“O sistema da Justiça deixa a desejar”, diz presidente da OAB/MS

Nádia Nicolau

O presidente da Ordem dos Advogados do Brasil, seccional Mato Grosso do Sul (OAB/MS), Mansour Elias Karmouche, durante entrevista, afirmou que a questão da recente – e polêmica – decisão do Supremo Tribunal Federal (STF), que derrubou a possibilidade de prisão de condenados em segunda instância, tem de ser olhada por vários ângulos, mas tendo como base a Constituição Federal (1988).

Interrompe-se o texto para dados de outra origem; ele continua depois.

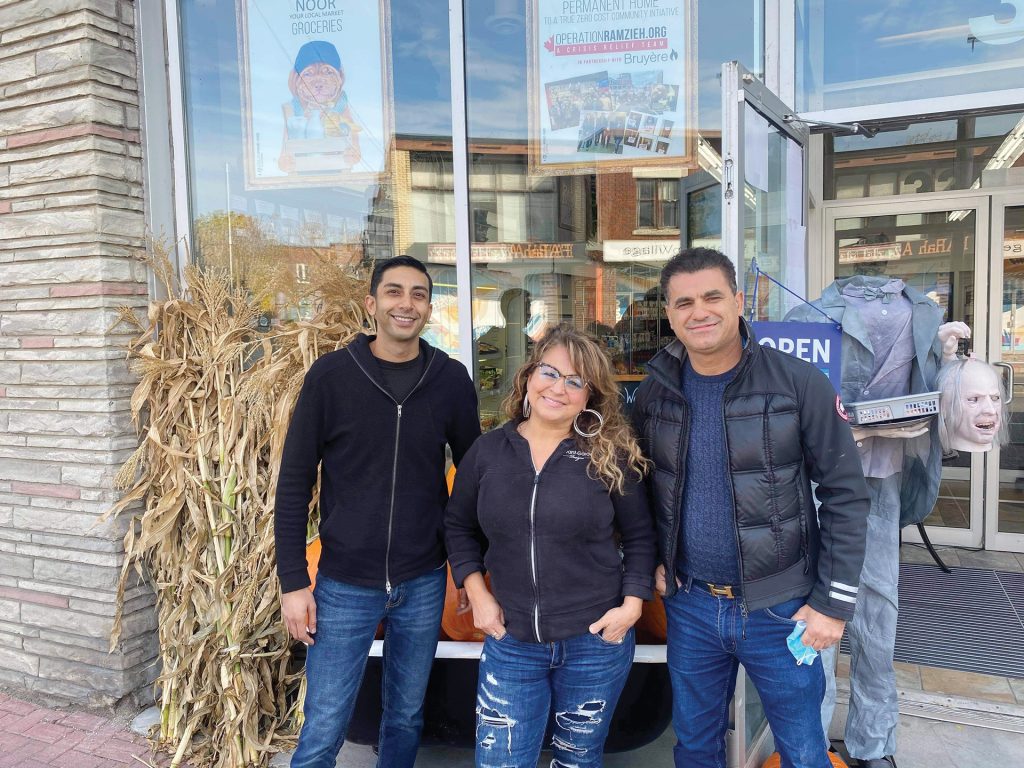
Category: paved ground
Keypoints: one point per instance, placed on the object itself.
(924, 743)
(34, 736)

Desde a sua regulamentação, a norma [do Art. 5, inciso LVII da CF] prevê que “Ninguém será considerado culpado até o trânsito em julgado da sentença penal condenatória”, não recebia questionamentos até essa decisão do colegiado do STF.

No entanto, na avaliação de Karmouche, “o sistema da Justiça deixa a desejar, não dá respostas rápidas, agora os legisladores têm que se debruçar para definir essa questão, há um clamor popular”.

Vale destacar que após passar pelo STF, a Comissão de Constituição e Justiça e de Cidadania (CCJ) da Câmara dos Deputados deve colocar para votação uma Proposta de Emenda à Constituição 410/18 (PEC), que permite a prisão de réus condenados em segunda instância.

Aumento de reprovações no Exame da Ordem – Os últimos dados mostram que o índice de reprovações dos bacharéis de Direito subiu para mais de 80%. O presidente da entidade que representa os advogados declarou que o Exame, que dá direito à carteira profissional que permite o exercício legal da carreira, embora seja importante “é um filtro mínimo” e que é preciso “acabar com o fisiologismo de cursos”.

Se colocando, nas palavras dele, como “frontalmente contrário à proposta de ensino do Direito à distância”, Mansour classificou essa ideia como uma “afronta”, reforçou que os advogados têm uma responsabilidade muito grande e que uma defesa mal feita, por exemplo, pode prejudicar seriamente uma pessoa.

“São políticas equivocadas, há um déficit no ensino médio. É preciso mudar a política lá de cima”. Karmouche, que prestou o Exame da OAB em 1991, enfatizou que é preciso dedicação nos estudos para a prova.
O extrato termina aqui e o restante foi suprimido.